Regionally, West Africa suffers from very low levels of access to electricity and the project’s goal is to balance regional energy generation resources and develop the hydropower resources in the sub-region, reducing the cost and increasing the supply of electricity to all the countries involved, thereby fostering regional economic growth.

This was accelerated as a priority project within the 2012 Economic Community of West African States (ECOWAS)’s WAPP Master Plan for the Generation and Transmission of Electrical Energy. The CLSG countries are among the most fragile countries in the ECOWAS region and the economic development impact of this project is expected to be significant. When constructed, it will constitute the first interconnection of power systems ever among these four countries, an impressive achievement given that civil and political unrest was rife in three of these four countries until only a few years ago.

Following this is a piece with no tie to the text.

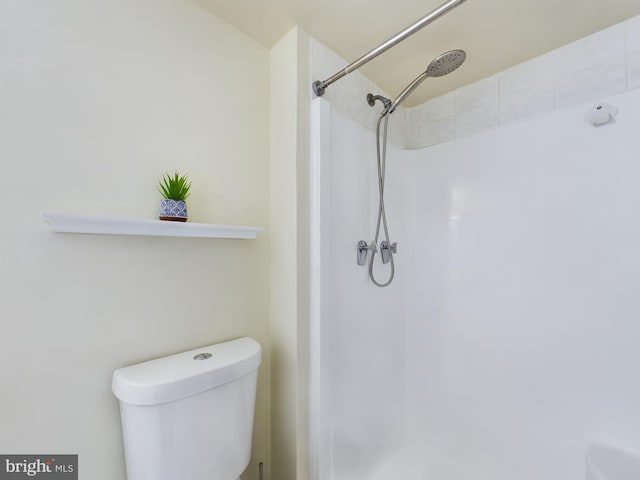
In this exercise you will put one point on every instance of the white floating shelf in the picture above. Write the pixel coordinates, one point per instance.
(61, 223)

Concessionaires vs. Social Responsibility

Prior to his Yekepa tour, the President also stopped in Kokoya District, Bong County where he took issue with concession companies operating in the country for their failure to prioritize citizens’ interest and threatened to replace any concession company that will not live up to its social responsibility to the people.

While engaging citizens in Kokoyah, the President heard complaints by residents that Alph Logging Company and MNG Gold were allegedly working and extracting resources from the land without any concern for the wellbeing of the citizens.

The citizens contended that MNG Gold’s mining operation is getting houses in the vicinity to experience cracks while water sources are contaminated, and Alpha Logging Company too has reportedly failed to construct a bridge that will benefit both the citizens and the company.

The citizens also complaint about  polluting water sources and cracking of houses in Korkoyah, the citizens highlighted some bad labor practices and “poor” mineral development agreement and corporate social responsibility of companies operating in Bong County evidenced by the Alpha Logging Company’s failure to erect a bridge, which the citizens claimed if erected, will be used by both the company and residents.

The citizens of Kokoyah District were seen with placards calling on President Weah to quickly intervene especially in the issue of houses that are said to be experiencing cracks as a result of mining operations carried out by MNG Gold.

For President Weah, the social responsibilities of concession companies are intended to address the social needs of the community in which they operate, and therefore any company reneging to improve the lives of the people will be replaced with new ones.

President Weah further described as ‘outrageous’ report from citizens that the multimillion-dollar company, Alpha Logging Company, “has threatened to discontinue operations if government compels it to construct a bridge.”

Said the President: “This is Liberia, and it is our responsibility to make sure that companies operating herein work in the interest of our people.”